Please provide the following information when requesting support.
• Hardware
NVIDIA A100-SXM4-40GB
• Network Type
YOLOv4
• TAO Version
tao info
Configuration of the TAO Toolkit Instance
dockers: ['nvidia/tao/tao-toolkit-tf', 'nvidia/tao/tao-toolkit-pyt', 'nvidia/tao/tao-toolkit-lm']
format_version: 1.0
toolkit_version: 3.21.08
published_date: 08/17/2021
Hi there,
I am trying to train YOLOv4 on a AWS P4 instance created from the NVIDIA Deep Learning Base AMI 2024.03.4-676eed8d-dcf5-4784-87d7-0de463205c17.
I thought everything should run smoothly but it is not the case.
When trying to start a training with tao yolo_v4 train, I am getting the following error:
tao yolo_v4 train
2024-04-23 06:08:09,250 [INFO] root: Registry: ['nvcr.io']

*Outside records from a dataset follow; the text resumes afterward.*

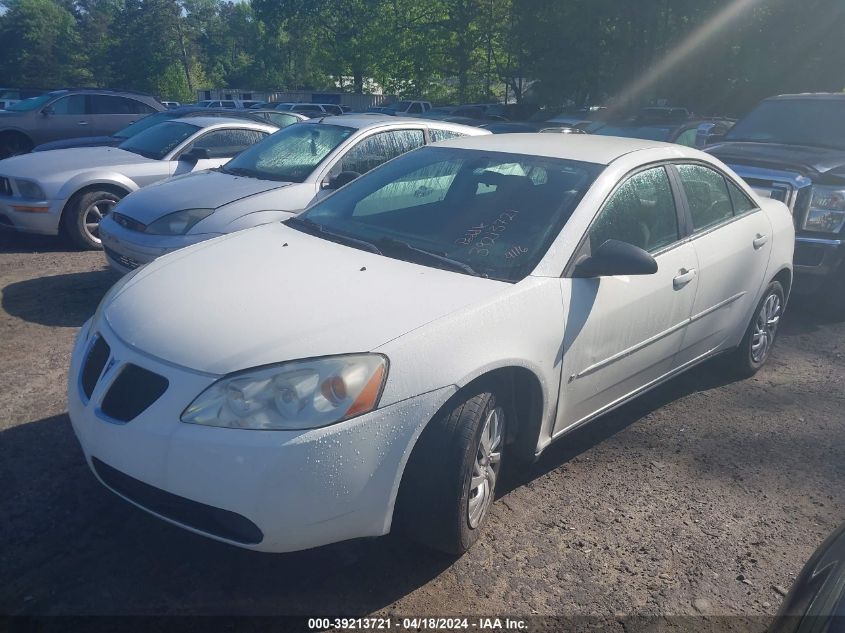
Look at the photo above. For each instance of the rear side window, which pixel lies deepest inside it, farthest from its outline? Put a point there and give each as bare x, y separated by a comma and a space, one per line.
73, 104
742, 203
111, 104
707, 194
640, 212
443, 135
379, 148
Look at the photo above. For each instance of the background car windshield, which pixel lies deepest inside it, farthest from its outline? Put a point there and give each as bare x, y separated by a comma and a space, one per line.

Matplotlib created a temporary config/cache directory at /tmp/matplotlib-9z6ezlfr because the default path (/.config/matplotlib) is not a writable directory; it is highly recommended to set the MPLCONFIGDIR environment variable to a writable directory, in particular to speed up the import of Matplotlib and to better support multiprocessing.
Using TensorFlow backend.
Traceback (most recent call last):
File "/usr/local/bin/yolo_v4", line 8, in <module>
sys.exit(main())
File "/root/.cache/bazel/_bazel_root/ed34e6d125608f91724fda23656f1726/execroot/ai_infra/bazel-out/k8-fastbuild/bin/magnet/packages/iva/build_wheel.runfiles/ai_infra/iva/yolo_v4/entrypoint/yolo_v4.py", line 12, in main
File "/root/.cache/bazel/_bazel_root/ed34e6d125608f91724fda23656f1726/execroot/ai_infra/bazel-out/k8-fastbuild/bin/magnet/packages/iva/build_wheel.runfiles/ai_infra/iva/common/entrypoint/entrypoint.py", line 256, in launch_job
File "/root/.cache/bazel/_bazel_root/ed34e6d125608f91724fda23656f1726/execroot/ai_infra/bazel-out/k8-fastbuild/bin/magnet/packages/iva/build_wheel.runfiles/ai_infra/iva/common/entrypoint/entrypoint.py", line 47, in get_modules
File "/usr/lib/python3.6/importlib/__init__.py", line 126, in import_module
return _bootstrap._gcd_import(name[level:], package, level)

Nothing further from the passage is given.